Savatier and Condemi are quick to note that this kind of scientific nationalism is not unique to China; it has roots in European intellectual traditions, where ideas about human origins were long shaped by national pride and regional biases. Still, the situation highlights a crucial point: Prehistory is not free from bias. The interpretation of ancient human remains is often influenced not only by evidence but also by cultural narratives and modern identity politics.

The secret world remains (mostly) a secret

Savatier emphasizes that there’s likely more to discover, and that linking fossils to Denisovan DNA is essential. “From most researchers’ perspectives, the discovery of Denisovan DNA alone didn’t amount to identifying a new species,” he explains. “Connecting that enigmatic genetic signal to actual fossil remains was crucial — and that’s what we’ve been doing. Since then, geneticists have detected Denisovan DNA in fossils we had already suspected were Denisovan.”

Still, he and Condemi both acknowledge that there is a significant gap in the fossil record, especially in tropical regions where Denisovans likely lived and, in some cases, are known to have lived. 

“Fossilization in the tropics is rare, and finding ancient DNA is even rarer,” he says. “But if you look hard enough, you’ll probably find something. We need to explore caves across the Asian tropics as well as India. In other words, there’s plenty of work for the young scientists.”

By the end of The Secret World of the Denisovans, Condemi and Savatier cover far more than I can capture here: what Denisovans may have looked like, how they lived, where they traveled, and how shifting climates and ancient landmasses (some now submerged) shaped their migrations.

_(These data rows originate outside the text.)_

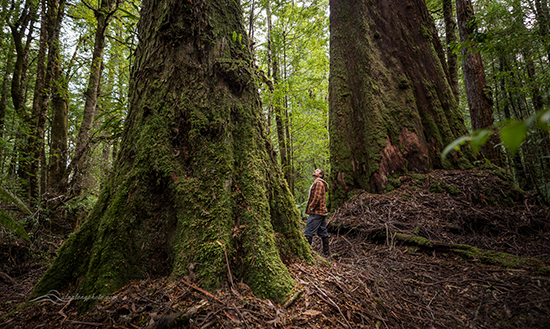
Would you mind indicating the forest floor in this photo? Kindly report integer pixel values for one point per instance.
(448, 249)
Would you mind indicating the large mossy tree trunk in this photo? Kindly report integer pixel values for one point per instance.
(78, 166)
(196, 178)
(391, 105)
(478, 92)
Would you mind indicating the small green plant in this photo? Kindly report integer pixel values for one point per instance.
(8, 221)
(436, 188)
(452, 190)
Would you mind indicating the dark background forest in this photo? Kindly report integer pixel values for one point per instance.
(408, 108)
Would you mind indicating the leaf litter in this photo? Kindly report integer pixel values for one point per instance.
(393, 264)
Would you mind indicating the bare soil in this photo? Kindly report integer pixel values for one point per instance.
(374, 277)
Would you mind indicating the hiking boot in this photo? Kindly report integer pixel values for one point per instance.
(326, 251)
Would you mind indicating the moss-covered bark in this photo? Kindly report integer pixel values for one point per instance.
(195, 177)
(391, 105)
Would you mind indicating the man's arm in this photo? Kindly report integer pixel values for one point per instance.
(315, 195)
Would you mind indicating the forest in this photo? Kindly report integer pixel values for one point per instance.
(156, 159)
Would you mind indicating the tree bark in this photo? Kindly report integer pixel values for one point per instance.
(450, 36)
(57, 182)
(478, 93)
(24, 23)
(195, 178)
(4, 94)
(543, 18)
(279, 123)
(390, 105)
(78, 163)
(39, 108)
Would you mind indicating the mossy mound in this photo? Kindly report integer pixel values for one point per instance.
(454, 207)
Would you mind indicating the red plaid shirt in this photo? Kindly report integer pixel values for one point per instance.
(316, 202)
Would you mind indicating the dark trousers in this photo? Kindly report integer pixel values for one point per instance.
(316, 225)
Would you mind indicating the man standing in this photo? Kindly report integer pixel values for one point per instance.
(317, 210)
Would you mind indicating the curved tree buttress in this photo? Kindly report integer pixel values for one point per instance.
(195, 178)
(392, 109)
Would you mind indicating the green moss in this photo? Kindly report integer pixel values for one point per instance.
(452, 190)
(194, 179)
(494, 257)
(417, 240)
(436, 188)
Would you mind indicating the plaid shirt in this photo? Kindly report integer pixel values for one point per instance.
(316, 202)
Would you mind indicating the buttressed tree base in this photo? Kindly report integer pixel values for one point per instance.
(195, 179)
(391, 105)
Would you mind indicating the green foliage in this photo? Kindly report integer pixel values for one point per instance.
(512, 133)
(9, 222)
(299, 44)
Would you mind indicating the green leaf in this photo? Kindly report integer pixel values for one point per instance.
(10, 197)
(543, 120)
(129, 14)
(513, 134)
(455, 145)
(479, 139)
(12, 225)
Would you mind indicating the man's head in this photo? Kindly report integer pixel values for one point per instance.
(318, 173)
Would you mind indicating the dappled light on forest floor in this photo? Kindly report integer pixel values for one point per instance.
(442, 250)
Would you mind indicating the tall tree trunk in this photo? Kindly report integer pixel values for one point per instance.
(78, 163)
(25, 23)
(450, 37)
(269, 58)
(4, 94)
(39, 108)
(279, 116)
(288, 168)
(195, 179)
(59, 101)
(478, 93)
(390, 105)
(251, 28)
(543, 18)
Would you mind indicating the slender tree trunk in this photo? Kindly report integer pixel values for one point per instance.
(279, 116)
(195, 184)
(59, 101)
(288, 167)
(269, 59)
(4, 93)
(478, 93)
(39, 108)
(251, 28)
(391, 108)
(450, 36)
(78, 163)
(543, 18)
(25, 23)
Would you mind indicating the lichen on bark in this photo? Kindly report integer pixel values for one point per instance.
(195, 179)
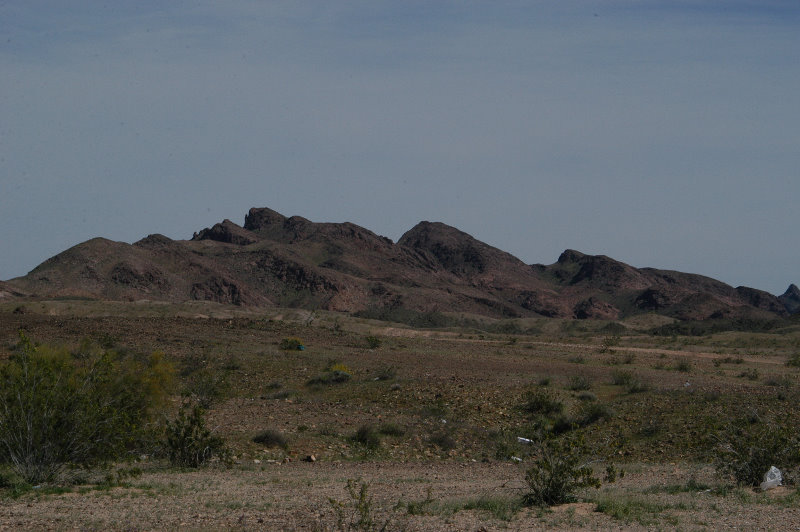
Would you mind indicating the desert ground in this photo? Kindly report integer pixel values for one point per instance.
(427, 423)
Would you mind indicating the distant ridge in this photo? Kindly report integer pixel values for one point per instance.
(274, 260)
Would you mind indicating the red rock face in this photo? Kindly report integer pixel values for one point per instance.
(275, 260)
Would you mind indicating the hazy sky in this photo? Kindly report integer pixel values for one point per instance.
(660, 133)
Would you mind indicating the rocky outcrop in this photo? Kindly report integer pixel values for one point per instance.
(292, 261)
(227, 232)
(791, 299)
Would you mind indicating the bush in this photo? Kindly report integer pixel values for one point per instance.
(291, 344)
(189, 442)
(57, 410)
(367, 436)
(558, 473)
(542, 403)
(578, 383)
(746, 449)
(271, 438)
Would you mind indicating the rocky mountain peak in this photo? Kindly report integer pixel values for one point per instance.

They sketch a remarkably adaptable person, surviving in both cold highlands and tropical rainforests. I found myself able to picture their faces, body, their tools, the way they hunted, and more.

However, when I asked Condemi what she most hoped readers would take from the book, she didn’t point to a single fossil or breakthrough. She pointed to a broader truth:

“If we humans, Homo sapiens, are today the only human species on Earth, this was not always the case. Other humans have inhabited our planet, and they were well adapted to their environment. These hunter-gatherer populations moved through the territory, they encountered other humans, they exchanged techniques of survival and also sometimes their genes.”

Her comment struck me as highlighting an important broader truth: Humans are used to being the dominant species, but that wasn’t always the case. As they write at the end of their book, Neanderthals and Denisovans may have been the last “animal-humans” of Eurasia, populations that lived in ecological balance, taking what they needed and adapting without overrunning.

The contrast is hard to miss. Modern humans are the ones who broke that balance and, in doing so, became something different. We multiplied, migrated, and transformed every environment we touched. And ironically, our ability to dominate may have come from what we inherited through coexistence and contact.

At least, that’s the story so far. Check back in a decade.